Google to Pay $17M Settlement Over Secret Safari User Tracking

The states claim that during 2011 and 2012, Google failed to inform Safari users that it was overriding the browser’s cookie blocking settings to track and gather behavioral information on web surfers without their knowledge or authorization
The states claim that during 2011 and 2012, Google failed to inform Safari users that it was overriding the browser’s cookie blocking settings to track and gather behavioral information on web surfers without their knowledge or authorization

The states claim that during 2011 and 2012, Google failed to inform Safari users that it was overriding the browser’s cookie blocking settings to track and gather behavioral information on web surfers without their knowledge or authorization.

The settlement also contains an injunction preventing Google from ever again deploying the type of code used to override privacy settings without the consumer’s consent. It also prohibits misrepresenting or omitting material information to consumers about how they can use any particular Google product, service or tool to directly manage how Google serves advertisements to their browsers. And, Google is required now to improve the information it gives consumers regarding cookies, their purpose and how the cookies are managed by consumers using Google’s products or services and tools.

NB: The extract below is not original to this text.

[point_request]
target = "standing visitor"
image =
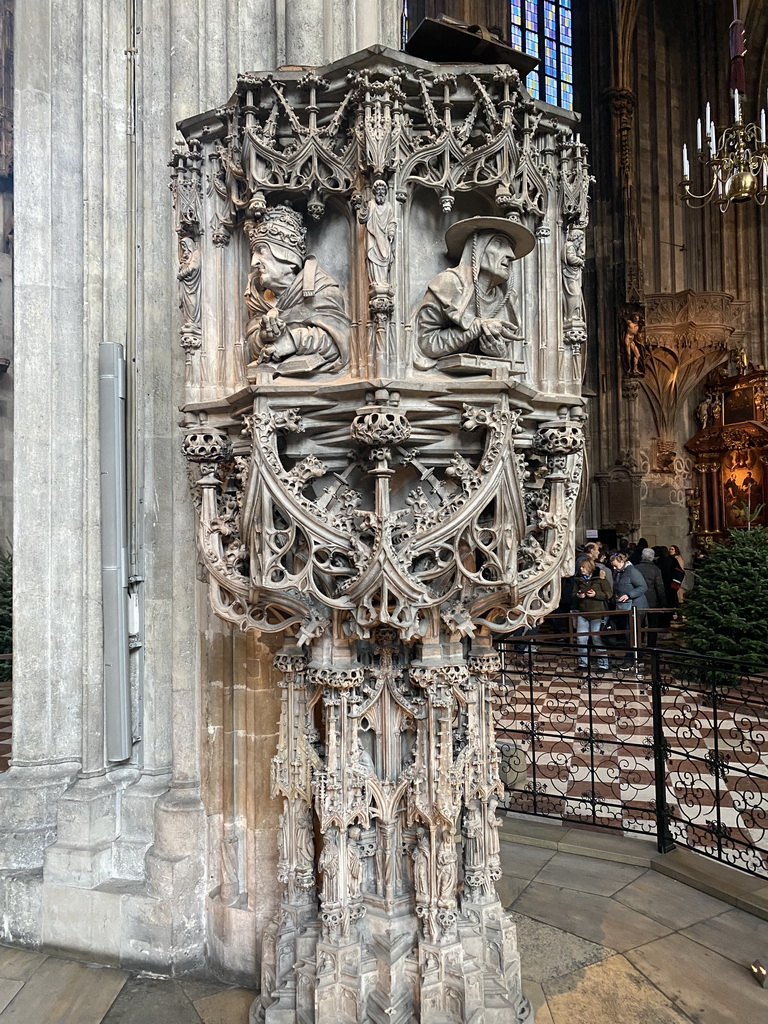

"Consumers should be able to know whether there are other eyes surfing the web with them,” said Attorney General Eric T. Schneiderman of New York, which will receive $899,580, in a statement. “By tracking millions of people without their knowledge, Google violated not only their privacy, but also their trust.”

He added, "We must give consumers the reassurance that they can browse the Internet safely and securely. My office will continue to protect New Yorkers from any attempts to deliberately expose their personal data."

Google generated $2.97 billion in online advertising revenue in the third quarter, out of $14.89 billion total revenue – a sizeable percentage. Through its DoubleClick advertising platform, Google sets small files in consumers’ web browsers that enable it to gather information about those consumers, including web-surfing habits.

Apple’s Safari Web browser is set by default to block third-party cookies, including cookies set by DoubleClick to track a consumer’s browsing history. The suit alleges that from June 1, 2011, until February 15, 2012, Google altered its DoubleClick coding to circumvent those default privacy settings on Safari, without consumers’ knowledge or consent, enabling it to put DoubleClick cookies on consumers’ Safari web browsers. Google disabled the coding method in February 2012 after the practice was widely reported on the Internet and in the media.